I think the details make a big difference. Maybe not everyone will notice them but it has an impact on how much fun I have on Halloween and the overall feel of the display. It also depends how much time you have. I remember reading a post once about details and that some people got disappointed because people did not notice details. That is not what the display is about though.

I really have no more storage room so this year spent more time on details and making everything a little creepier.

You have to do what you want. Here is something to keep in mind. With all the stuff we put out, about 20 tombstones and 30 figures there are two things that seem to get people the most... a pair of feet sticking out from under the garage and our Bassett hound that sat on the stairs you could see from the front door.


----------



## DaveintheGrave (Feb 12, 2004)

I know what you mean about running out of storage space. LOL
I detail the heck out of my props! That's why it takes me so long to finish one.
Plus I'm a perfectionist!


----------



## Not-so-sunny-lane (Jan 31, 2009)

This is the first year I'm putting some focus on my house itself. I always let me flower beds get a little overgrown this time of the year which is easy since everything starts dying out anyway. This year we're moving all the vehicles to another house, I've made "boards" to board up the windows and putting caution tape around the front porch with a big "Condemned--Do not enter!" sign. Plus I threatened my husband within an inch of his life if he gives in to his OCD urge to start raking leaves! 

I credit this forum to making me realize I need to de-suburbanize my house. I'm hoping it will add a new element to my yard haunt.


----------



## Terra (Sep 23, 2007)

I detail also because the cemetery is out for 30 days, 24 hours, and I wanted it to look as creepy in the daytime as the night. 

Right on, *Not-so-sunny-lane*...my house is as suburban as you can get. It needs a costume too


----------



## Muffy (Sep 25, 2006)

Yes I guess you could say we do! The rooms that we work with in the house have a million details from the ceiling to the floor. We have 4 rooms that have a lot of detail. This year is the Funeral Parlors 1st season so its the one we will really work on next year.
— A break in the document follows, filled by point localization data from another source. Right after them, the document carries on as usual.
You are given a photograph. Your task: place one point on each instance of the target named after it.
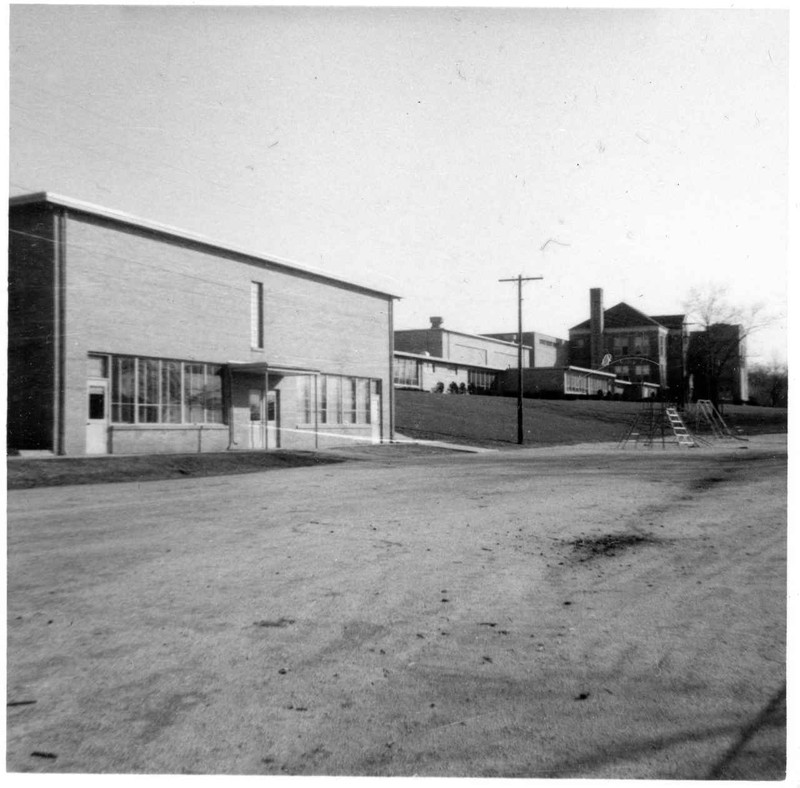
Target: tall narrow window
(257, 315)
(306, 399)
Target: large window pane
(123, 382)
(148, 391)
(193, 394)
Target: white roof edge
(443, 361)
(176, 232)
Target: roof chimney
(596, 327)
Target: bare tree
(717, 357)
(769, 384)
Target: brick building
(127, 336)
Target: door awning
(262, 367)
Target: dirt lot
(572, 612)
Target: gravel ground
(565, 612)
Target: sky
(431, 152)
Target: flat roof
(175, 233)
(485, 337)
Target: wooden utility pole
(519, 280)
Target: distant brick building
(642, 349)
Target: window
(349, 401)
(480, 381)
(306, 397)
(98, 367)
(344, 400)
(123, 382)
(406, 372)
(257, 315)
(171, 388)
(158, 391)
(148, 391)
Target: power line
(519, 280)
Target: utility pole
(519, 280)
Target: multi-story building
(126, 336)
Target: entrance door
(97, 417)
(257, 422)
(272, 419)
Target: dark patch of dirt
(706, 483)
(608, 544)
(279, 622)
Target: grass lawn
(492, 421)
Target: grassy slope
(492, 421)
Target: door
(97, 417)
(257, 422)
(273, 415)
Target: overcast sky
(431, 152)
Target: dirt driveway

I have enough to just show it this year but next year we will detail that room with all the extras. 

Outside is where we have our work cut out for us. We spend so much time doing the inside of the house that the outside is ok but man we have loads of room to really grow a larger display. We did not finish any projects we had this year for the outdoors so we have a lot to get started on after the 1st of the year!
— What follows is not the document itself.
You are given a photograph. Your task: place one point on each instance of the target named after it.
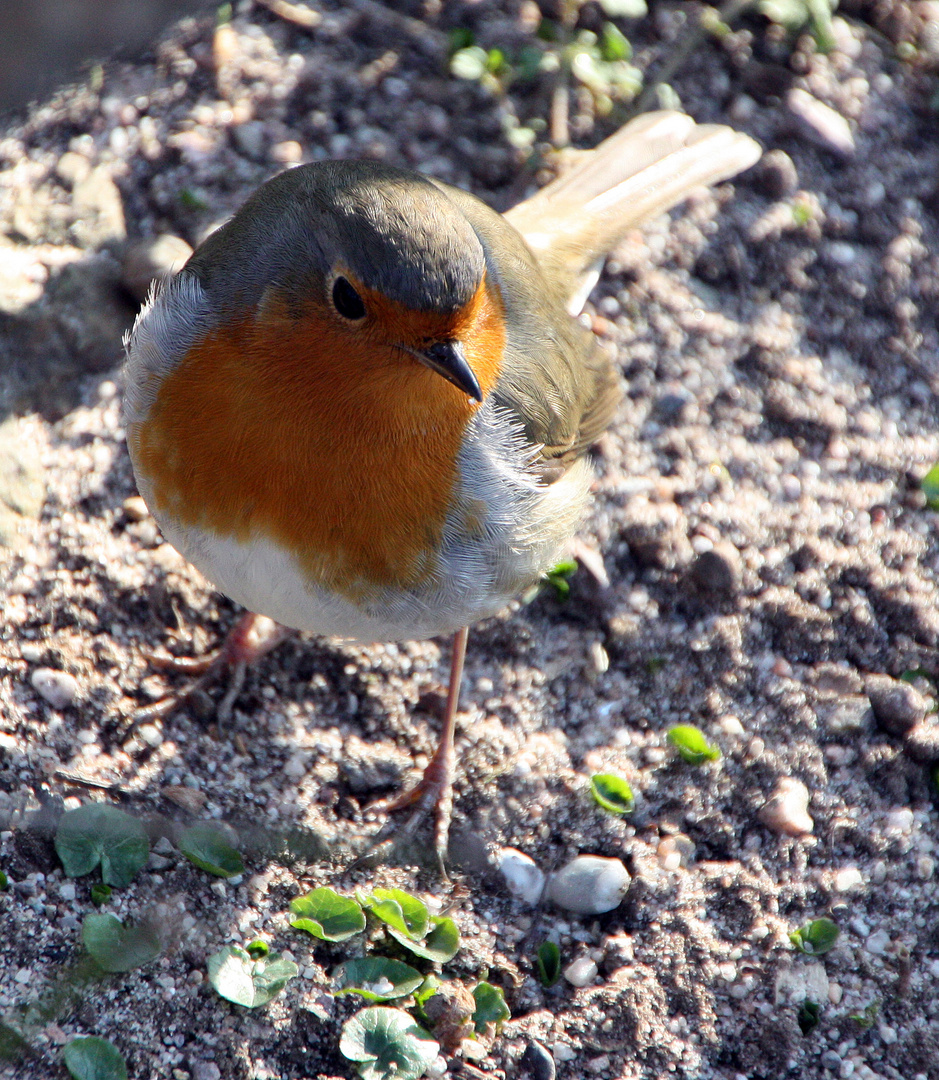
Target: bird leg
(249, 639)
(434, 788)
Details, Details!!!!.....yup I'm a firm believer in them. Makes the display come to life. My goal is to have them walk into each room & just be blown away by all there is to look at!


----------



## Tumblindice (Aug 19, 2008)

Ice witch... your house... WOW WOW WOW... did I say it enough!


----------



## moonchildani (Sep 20, 2009)

*Daniel Kaye Haunt pics 08 ....*

The house with boarded up windows is the most awesome ~ I love your house as it probably was before ...luv two story older homes ~ My 1 story ranch home is a lil hard to make spooky ...but I try.LOL

For those visiting my page ~ As you can see I have a great love of all thats Halloween ~ and now that Ive found this forum I hope to share more and more of future Halloweens with ya ~ my friends so far here have all been so welcoming and a joy to correspond with. ~ A BIG THANKS...
Anyhoo ~ Im constantly perusing the WEB for ideas and I'll share as I find them ...giving credit due to those that have inspired me ~ heres a slide show form Daniel Kaye Photobucket...that pertains to this topic... he did an awesome Haunt 08 LOTS AND LOTS OF DETAIL ...check it out ...really great stuff! He has an outside tunnel, many many props....
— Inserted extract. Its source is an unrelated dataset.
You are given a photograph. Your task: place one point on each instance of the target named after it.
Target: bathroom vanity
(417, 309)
Halloween 08 :: Halloween Plans 08 Part 2 slideshow by Daniel_Kaye - Photobucket
and
Halloween 08 :: Halloween Plans 08 slideshow by Daniel_Kaye - Photobucket


----------



## jdubbya (Oct 4, 2003)

I know how the boss feels about bumping up old threads, but I thought I'd resurect this one since we have so many new members and so many great looking displays. Feel free to chime in on this!


----------



## Hallowzeve (Jul 24, 2009)

Yes, to all of the above. My haunt is part of our annual party so most of my concerns are interior. I have removed all of my daily household items and tucked them away with exception of necessities that will disappear the day of. Any item with a label gets removed or, at least, turned around. Nothing erodes the suspension of disbelief like a commercial brand label standing out in the middle of the display.


----------



## snigglez (Jun 4, 2009)

Yep I ask the landscaper/friend down the street if he can get me my leaves. Matter of fact I jusgt asked him today for them he was all wow you are late in asking but I thought of you and have 4 burlap sack for you and should get a few more. The leaves on the grass really works well being I have no trees on my property  I pull out the cars and our pull trailer but this year I dont think Ill be pulling the pull trailer out unless I can find someplace to put it. The place I usually put it wont be available this year. I try to make it look different than what my house normally looks. 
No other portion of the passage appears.